Deux options diamétralement opposées bornent le futur : un réseau qui demeure centralisé ou un réseau totalement décentralisé. Une troisième option, intermédiaire, pourrait s’imposer en France dans la prochaine décennie. Certes plus confortable, elle pourrait se révéler plus coûteuse socialement – même s’il est très difficile d’évaluer ces coûts, tant les technologies en jeu évoluent vite. Dans tous les cas, les pouvoirs publics se devront d’investir, de favoriser l’innovation, d’arbitrer en matière de normes techniques et de contrôler le secteur en recourant par exemple aux instruments tarifaires.
Option 1 – Un système qui continue de reposer sur des moyens de production et un réseau centralisés
Cette première option correspond à la situation actuelle du système électrique français, qui garantit la continuité de service pour tous et l’égalité de traitement des consommateurs via une péréquation tarifaire. En l’absence de solutions de stockage décentralisé technologiquement mûres, les réseaux de transport et de distribution restent indispensables si l’on veut absorber et répartir au mieux l’énergie produite par les EnR intermittentes et non contrôlables (éolien, marémoteur, solaire).

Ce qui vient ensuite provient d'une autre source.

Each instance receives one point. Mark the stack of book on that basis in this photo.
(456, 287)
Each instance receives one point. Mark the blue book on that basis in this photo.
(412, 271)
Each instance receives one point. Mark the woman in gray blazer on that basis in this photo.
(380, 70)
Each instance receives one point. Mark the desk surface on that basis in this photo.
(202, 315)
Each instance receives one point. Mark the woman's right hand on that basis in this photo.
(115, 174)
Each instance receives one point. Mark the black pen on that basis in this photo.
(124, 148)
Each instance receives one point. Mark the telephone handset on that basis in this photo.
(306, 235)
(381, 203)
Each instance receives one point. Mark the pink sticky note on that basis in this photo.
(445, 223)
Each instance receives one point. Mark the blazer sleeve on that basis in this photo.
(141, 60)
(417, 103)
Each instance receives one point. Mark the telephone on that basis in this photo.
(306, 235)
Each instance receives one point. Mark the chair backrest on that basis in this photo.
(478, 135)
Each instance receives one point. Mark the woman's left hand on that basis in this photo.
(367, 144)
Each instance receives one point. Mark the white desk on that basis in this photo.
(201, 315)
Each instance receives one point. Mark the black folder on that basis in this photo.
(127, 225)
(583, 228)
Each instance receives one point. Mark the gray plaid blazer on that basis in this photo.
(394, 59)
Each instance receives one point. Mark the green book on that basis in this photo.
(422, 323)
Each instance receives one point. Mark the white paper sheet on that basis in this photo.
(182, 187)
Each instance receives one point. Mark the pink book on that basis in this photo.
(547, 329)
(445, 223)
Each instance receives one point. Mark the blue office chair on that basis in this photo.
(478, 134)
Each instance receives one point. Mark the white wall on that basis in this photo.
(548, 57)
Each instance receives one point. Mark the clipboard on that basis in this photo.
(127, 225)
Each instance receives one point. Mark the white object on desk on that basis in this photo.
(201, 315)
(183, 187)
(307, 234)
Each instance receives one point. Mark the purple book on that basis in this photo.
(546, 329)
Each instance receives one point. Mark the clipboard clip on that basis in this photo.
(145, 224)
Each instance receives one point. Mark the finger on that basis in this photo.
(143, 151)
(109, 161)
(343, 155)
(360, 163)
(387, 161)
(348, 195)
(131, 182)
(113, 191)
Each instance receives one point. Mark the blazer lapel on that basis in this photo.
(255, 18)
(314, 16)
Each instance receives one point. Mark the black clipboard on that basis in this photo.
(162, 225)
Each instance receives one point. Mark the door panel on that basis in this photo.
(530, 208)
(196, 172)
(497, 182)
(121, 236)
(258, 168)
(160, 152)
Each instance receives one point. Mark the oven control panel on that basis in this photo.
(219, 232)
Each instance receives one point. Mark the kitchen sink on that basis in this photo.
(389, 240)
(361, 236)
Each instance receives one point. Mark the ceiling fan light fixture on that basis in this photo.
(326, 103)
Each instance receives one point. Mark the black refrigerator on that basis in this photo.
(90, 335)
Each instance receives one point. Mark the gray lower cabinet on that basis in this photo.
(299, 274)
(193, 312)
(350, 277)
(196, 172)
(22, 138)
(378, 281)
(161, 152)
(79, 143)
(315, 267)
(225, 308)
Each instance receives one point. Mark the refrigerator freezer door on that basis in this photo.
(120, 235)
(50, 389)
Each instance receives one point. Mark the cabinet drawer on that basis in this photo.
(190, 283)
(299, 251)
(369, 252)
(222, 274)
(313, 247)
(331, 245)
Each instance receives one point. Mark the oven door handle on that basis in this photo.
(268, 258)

Pour intégrer la part croissante de ces énergies renouvelables dans le système électrique, il convient de définir leur rythme de développement ainsi que leur localisation optimale. De nombreux facteurs entrent en jeu : maturité économique des EnR, obsolescence des moyens de production qu’elles sont destinées à remplacer, flexibilité des autres installations de production (les centrales hydrauliques, par exemple), localisation des gisements de vent ou de soleil ainsi que des centres de consommation, coûts et acceptabilité de la construction de nouvelles lignes, etc.
La montée en puissance des EnR intermittentes rend en effet nécessaire un renforcement des réseaux de transport. Devenue plus complexe, la gestion de ces réseaux suppose leur modernisation à l’aide des technologies numériques, en mobilisant big data et intelligence artificielle. Les Allemands prévoient ainsi de consacrer en dix ans plus de 40 milliards d’euros à l’extension de leur réseau[2]. En France, les sommes qu’ENEDIS – ex-ERDF, filiale d’EDF qui assure 95 % de la distribution d’électricité – devrait affecter avant 2030 à l’intégration des EnR et au déploiement des « smart grids » pourraient aller jusqu’à 30 milliards. Quant à RTE, la filiale d’EDF chargée du transport de l’électricité à haute tension, elle prévoit de dépenser 3 milliards sur les quinze prochaines années pour une meilleure conduite des réseaux via le déploiement de capteurs numériques et de postes « intelligents ».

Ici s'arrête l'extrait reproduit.